There are three reasons for our street's identifying scent. One is Dhaka's sewage system, which is a foot underground at the deepest, and on smaller residential streets like ours, is actually not underground at all. Half-canal, half-gutter, it runs alongside our narrow street, openly displaying whatever our neighbors have flushed down their pipes in the past week. And "runs" is a bit of an exaggeration, because it doesn't actually flow anywhere, it just stagnates, growing a rainbow of algae and fungi and attracting an entomologist's fantasy collection of flies.

The second reason is monsoon season. If you're thinking, "well, I bet the heavy rains are productive at flushing out the sewers and draining streets of trash and human waste", then you'd be in good company (I thought the same thing), but you'd still be wrong. The effect of these heavy rainstorms is that they fill the sewers with water, allowing all of that wonderfully pungent sewage to float to the top, level with the street. This provides for heightened viewing and smelling abilities. *Yum*

And finally, the third reason for the stench is open defecation. As if it isn't enough that we get to enjoy the waste produced by our neighbors in their toilets, random strangers and passersby contribute their own little byproducts to the poo cocktail.

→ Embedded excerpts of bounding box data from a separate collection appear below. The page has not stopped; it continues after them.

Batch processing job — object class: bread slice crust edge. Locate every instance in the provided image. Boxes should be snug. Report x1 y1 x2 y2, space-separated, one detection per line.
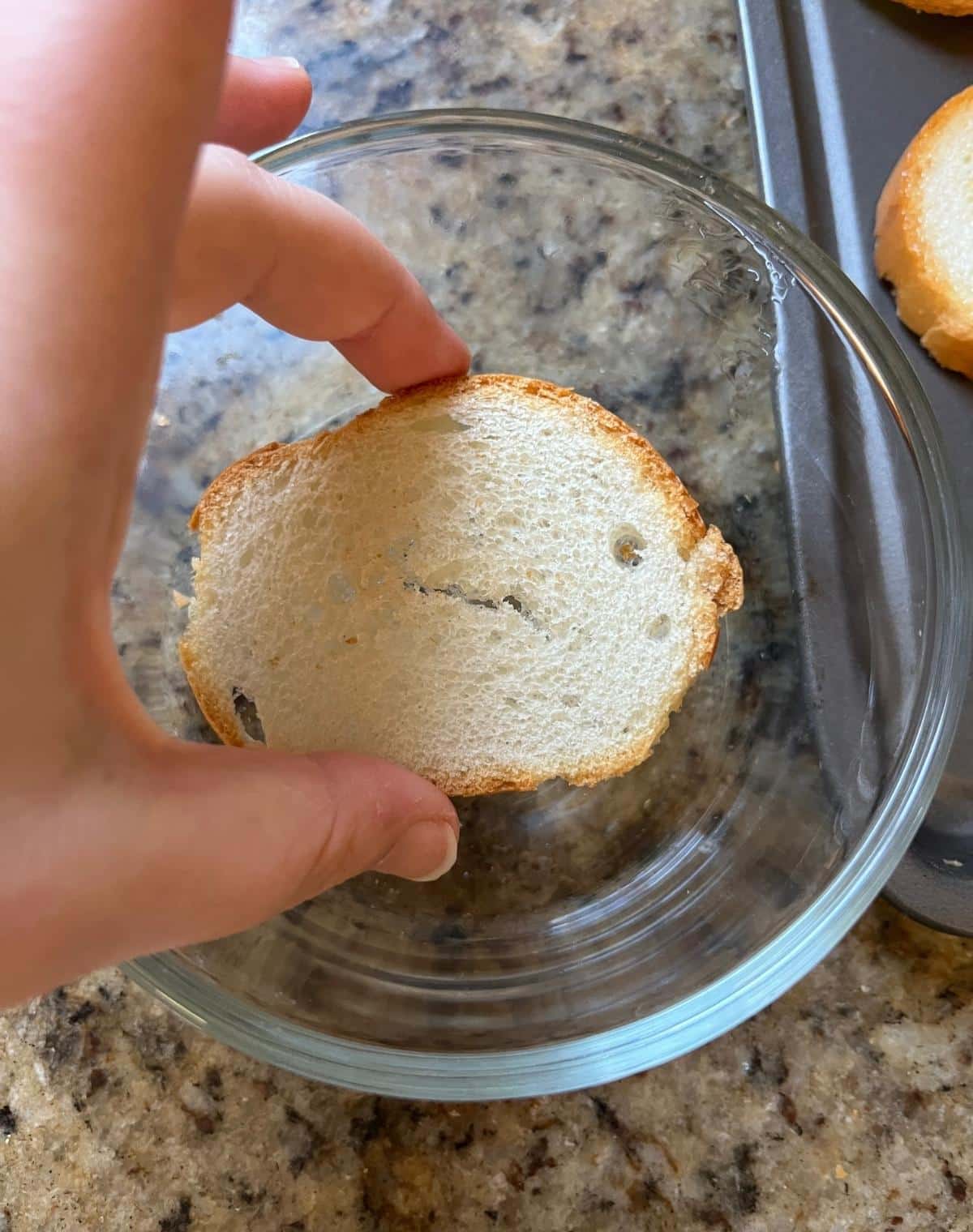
874 86 973 377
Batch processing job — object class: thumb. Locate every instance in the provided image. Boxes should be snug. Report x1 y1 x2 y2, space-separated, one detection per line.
0 730 459 1005
0 730 459 1005
123 742 459 948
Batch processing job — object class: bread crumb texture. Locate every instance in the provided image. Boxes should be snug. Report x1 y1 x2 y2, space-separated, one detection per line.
876 86 973 377
180 376 744 794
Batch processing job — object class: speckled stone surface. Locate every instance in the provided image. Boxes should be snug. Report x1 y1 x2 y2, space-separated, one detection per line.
0 0 973 1232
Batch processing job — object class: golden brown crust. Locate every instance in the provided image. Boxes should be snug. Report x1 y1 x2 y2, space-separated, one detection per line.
895 0 973 17
874 85 973 377
180 374 744 796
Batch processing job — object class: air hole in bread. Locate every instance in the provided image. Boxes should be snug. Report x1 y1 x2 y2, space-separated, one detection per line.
233 685 267 744
611 526 645 569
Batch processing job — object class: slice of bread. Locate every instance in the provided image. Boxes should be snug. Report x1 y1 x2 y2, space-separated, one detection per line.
182 376 743 794
876 86 973 377
898 0 973 17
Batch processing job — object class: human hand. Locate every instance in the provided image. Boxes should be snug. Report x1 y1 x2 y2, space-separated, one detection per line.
0 0 469 1004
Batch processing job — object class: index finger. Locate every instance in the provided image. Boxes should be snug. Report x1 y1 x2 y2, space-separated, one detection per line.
170 147 469 391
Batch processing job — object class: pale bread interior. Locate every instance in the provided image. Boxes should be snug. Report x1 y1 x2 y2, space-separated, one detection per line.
918 97 973 314
182 376 743 794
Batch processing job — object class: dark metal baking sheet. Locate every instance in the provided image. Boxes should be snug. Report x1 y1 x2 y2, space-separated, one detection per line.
738 0 973 935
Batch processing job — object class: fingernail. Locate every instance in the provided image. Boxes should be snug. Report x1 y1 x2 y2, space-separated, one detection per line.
256 55 303 71
375 822 456 881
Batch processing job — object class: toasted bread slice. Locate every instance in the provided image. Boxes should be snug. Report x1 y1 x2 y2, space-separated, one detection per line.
876 86 973 377
897 0 973 17
182 376 743 794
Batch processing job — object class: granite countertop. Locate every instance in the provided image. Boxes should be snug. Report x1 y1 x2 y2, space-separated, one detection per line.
0 0 973 1232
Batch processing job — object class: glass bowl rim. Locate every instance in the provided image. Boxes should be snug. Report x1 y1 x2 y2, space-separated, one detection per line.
125 109 973 1100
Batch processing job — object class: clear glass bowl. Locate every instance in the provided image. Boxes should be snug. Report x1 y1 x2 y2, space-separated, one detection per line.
114 111 969 1099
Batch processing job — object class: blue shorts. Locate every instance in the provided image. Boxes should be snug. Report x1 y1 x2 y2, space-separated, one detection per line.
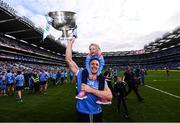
16 86 24 91
7 83 14 86
40 81 47 85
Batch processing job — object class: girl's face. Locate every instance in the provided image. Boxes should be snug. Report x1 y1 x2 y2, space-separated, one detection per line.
89 45 96 53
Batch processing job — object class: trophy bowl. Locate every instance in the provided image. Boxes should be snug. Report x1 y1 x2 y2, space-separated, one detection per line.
48 11 76 38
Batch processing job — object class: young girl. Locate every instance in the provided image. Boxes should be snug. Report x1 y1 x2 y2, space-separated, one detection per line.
76 43 111 104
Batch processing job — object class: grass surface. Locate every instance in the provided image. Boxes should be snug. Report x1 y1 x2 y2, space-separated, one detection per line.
0 71 180 122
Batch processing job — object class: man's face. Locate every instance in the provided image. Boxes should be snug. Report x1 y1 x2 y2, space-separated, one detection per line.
90 60 99 74
89 45 96 53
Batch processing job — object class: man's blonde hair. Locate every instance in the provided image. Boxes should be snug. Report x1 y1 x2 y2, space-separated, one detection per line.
89 43 101 52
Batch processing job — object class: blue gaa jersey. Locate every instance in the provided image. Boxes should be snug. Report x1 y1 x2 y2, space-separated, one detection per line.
50 73 57 79
39 72 49 82
6 73 15 84
15 74 24 87
76 69 102 114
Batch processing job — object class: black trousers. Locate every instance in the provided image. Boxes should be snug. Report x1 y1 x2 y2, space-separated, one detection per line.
126 83 142 100
77 112 102 122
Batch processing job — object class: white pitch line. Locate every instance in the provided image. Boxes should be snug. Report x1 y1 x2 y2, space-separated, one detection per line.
145 85 180 99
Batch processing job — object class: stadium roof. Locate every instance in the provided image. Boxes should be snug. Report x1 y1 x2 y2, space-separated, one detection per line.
0 1 66 54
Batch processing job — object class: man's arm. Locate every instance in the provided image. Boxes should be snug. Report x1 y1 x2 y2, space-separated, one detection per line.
81 84 113 101
65 38 78 74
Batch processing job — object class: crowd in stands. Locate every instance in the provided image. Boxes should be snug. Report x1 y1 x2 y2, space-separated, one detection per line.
0 61 73 102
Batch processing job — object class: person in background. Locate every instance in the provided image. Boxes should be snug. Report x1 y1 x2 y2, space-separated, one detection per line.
114 77 128 118
6 70 15 95
39 70 49 95
15 71 25 102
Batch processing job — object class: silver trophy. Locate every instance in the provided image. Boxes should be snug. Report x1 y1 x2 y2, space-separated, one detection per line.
48 11 77 40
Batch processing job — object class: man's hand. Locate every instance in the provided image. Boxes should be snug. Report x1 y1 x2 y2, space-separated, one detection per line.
81 83 93 93
68 37 75 44
89 74 97 80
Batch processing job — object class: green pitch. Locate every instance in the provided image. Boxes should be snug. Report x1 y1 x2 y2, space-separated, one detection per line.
0 71 180 122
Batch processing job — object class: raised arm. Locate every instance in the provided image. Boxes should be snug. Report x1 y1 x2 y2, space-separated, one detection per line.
81 84 113 101
65 38 78 74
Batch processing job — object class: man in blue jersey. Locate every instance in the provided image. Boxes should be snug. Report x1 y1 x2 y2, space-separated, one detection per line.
66 38 112 122
15 71 25 102
39 70 49 95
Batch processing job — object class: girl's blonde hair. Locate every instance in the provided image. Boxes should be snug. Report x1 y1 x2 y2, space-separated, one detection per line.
89 43 101 52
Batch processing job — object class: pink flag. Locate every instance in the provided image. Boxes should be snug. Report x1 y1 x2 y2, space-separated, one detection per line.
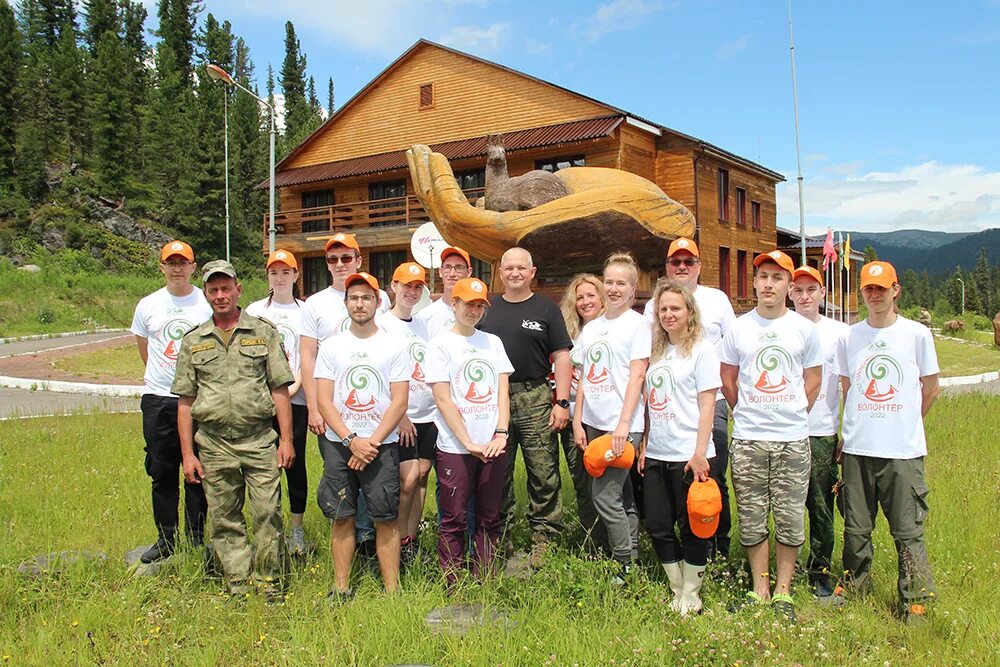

If the timing is right, sometimes we even get to see this in action: a stranger, squatting over the open gutter, no glint of shame in his eye as he goes about his business. Open defecation is actually a serious problem here, for a variety of obvious reasons, the main one being disease. In attempts to combat it, they launched a delightful little ad campaign that Matt captured in a photo:

Sunday, August 2, 2009

pets (VAL)

There are lizards crawling all over our apartment building. Nostalgic for the days spent as a kid on my grandparents' back patio in Arizona catching the lizards that ran up the walls, I mentioned once that I might try to catch one. Matt scoffed, doubting my abilities. Well, if you know me, then you know where this story is heading...

His challenge led to me crawling around on the floor chasing a little baby lizard (small but FAST) until I trapped him. He crawled around on my hands, then Matt's hands, for awhile to allow for this brief photo session. Then he crawled up my dress, I screamed, he went flying across the room, scurried under our couch, and our brief friendship ended. I still feel victorious.